There were no citizen’s groups monitoring the cleanup at the other Superfund site in town and no newspaper articles chronicling every step of the process. As usual, Reich Farm was ignored, even though it posed a much more direct threat to many more people.
The winter and spring of 1995 were uncharacteristically busy at the old dump, where there had been so little activity the previous twenty-four years. In March, contractors finished digging up and treating more than fourteen thousand cubic yards of tainted soil, at a cost of $3 million to Union Carbide. It was not much in comparison to the planned cleanup at Ciba—enough soil to fill only twelve jumbo jets instead of one hundred and thirty—but it was far more elaborate than the slapdash cleanups of the 1970s at the old egg farm. This time, the EPA-supervised effort took six months and required dumping hundreds of truckloads of excavated dirt into a steel-walled device mounted on a trailer. The device, called a thermal desorber, looked like a giant spider with a smokestack rising from its belly. Dirt was poured in one end of a tubular kiln and came out the other end ten minutes later after being heated to 700 degrees Celsius—hot enough to vaporize chemicals like trichloroethylene and perchloroethylene. The vapors were captured, blown through a series of filters, and then sent up the smokestack.

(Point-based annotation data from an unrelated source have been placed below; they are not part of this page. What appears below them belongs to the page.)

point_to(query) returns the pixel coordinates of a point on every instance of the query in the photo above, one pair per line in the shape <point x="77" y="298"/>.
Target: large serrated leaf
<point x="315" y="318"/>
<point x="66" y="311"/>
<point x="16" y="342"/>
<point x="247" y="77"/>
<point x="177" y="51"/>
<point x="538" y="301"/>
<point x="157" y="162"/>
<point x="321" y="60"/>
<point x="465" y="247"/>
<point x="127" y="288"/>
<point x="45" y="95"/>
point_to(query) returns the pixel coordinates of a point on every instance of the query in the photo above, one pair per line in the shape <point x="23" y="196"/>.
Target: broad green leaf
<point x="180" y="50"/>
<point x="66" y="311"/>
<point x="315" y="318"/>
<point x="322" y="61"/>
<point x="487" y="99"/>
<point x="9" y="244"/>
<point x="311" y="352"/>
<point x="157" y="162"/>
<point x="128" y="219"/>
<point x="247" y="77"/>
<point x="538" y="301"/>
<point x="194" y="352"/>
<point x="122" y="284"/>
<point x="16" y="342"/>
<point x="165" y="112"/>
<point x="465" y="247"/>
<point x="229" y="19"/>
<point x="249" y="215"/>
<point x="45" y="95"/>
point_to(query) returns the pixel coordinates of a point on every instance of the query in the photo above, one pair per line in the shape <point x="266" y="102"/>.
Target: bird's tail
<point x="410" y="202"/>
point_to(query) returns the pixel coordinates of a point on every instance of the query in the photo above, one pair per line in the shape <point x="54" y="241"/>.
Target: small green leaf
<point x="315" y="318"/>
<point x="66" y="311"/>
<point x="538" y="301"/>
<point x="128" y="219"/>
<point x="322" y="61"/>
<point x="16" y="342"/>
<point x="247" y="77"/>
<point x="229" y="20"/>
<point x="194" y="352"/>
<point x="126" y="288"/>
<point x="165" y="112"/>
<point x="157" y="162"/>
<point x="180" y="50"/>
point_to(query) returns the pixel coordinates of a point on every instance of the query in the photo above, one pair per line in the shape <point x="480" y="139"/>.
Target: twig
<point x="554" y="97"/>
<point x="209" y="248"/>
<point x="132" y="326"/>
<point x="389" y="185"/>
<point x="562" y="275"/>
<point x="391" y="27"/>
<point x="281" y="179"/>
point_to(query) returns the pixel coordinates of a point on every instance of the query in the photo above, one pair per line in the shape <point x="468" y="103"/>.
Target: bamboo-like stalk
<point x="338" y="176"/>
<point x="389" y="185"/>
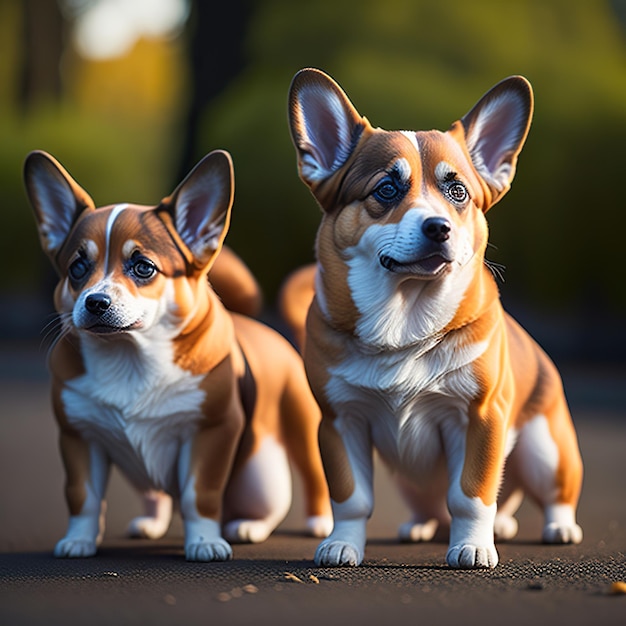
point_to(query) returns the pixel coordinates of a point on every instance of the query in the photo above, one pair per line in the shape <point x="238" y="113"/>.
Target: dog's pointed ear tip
<point x="309" y="76"/>
<point x="220" y="159"/>
<point x="520" y="84"/>
<point x="35" y="157"/>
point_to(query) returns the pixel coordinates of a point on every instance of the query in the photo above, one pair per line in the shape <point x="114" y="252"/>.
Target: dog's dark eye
<point x="386" y="191"/>
<point x="79" y="269"/>
<point x="457" y="192"/>
<point x="142" y="268"/>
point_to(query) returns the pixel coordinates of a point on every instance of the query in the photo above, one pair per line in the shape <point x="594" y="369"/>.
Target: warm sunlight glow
<point x="110" y="28"/>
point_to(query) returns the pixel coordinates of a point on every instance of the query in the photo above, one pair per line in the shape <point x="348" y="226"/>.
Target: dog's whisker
<point x="497" y="269"/>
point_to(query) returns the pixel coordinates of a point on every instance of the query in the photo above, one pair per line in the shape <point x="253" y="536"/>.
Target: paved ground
<point x="132" y="582"/>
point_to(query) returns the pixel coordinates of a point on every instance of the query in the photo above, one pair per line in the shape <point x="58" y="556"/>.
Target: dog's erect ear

The thermal desorber did its job but could not solve a fundamental problem: The worst of the pollution had long since left the Reich Farm property. Attempting a soil cleanup at the farm now, almost twenty-four years after the dumping, was like locking your doors after thieves had already taken everything you owned. Having finally mapped the huge swath of tainted groundwater seeping southward beneath Pleasant Plains, Union Carbide discovered that it stretched more than a mile, in a band four hundred feet wide and one hundred and fifty feet deep. At its southern end, the plume lurched eastward and made a beeline for the two closest Parkway wells. Now there could be no more ambiguity about what was happening: The wells, slurping up nearly two million gallons of groundwater every day, had altered the plume’s direction and were sucking up its chemical constituents. If nothing changed, almost every drop of chemical waste in the plume would be drawn into the intake screens of those two wells and then—unless the air stripper removed them—distributed to the people of Toms River. A lot was riding on that solitary air stripper tower at the Parkway well field—too much, according to the EPA.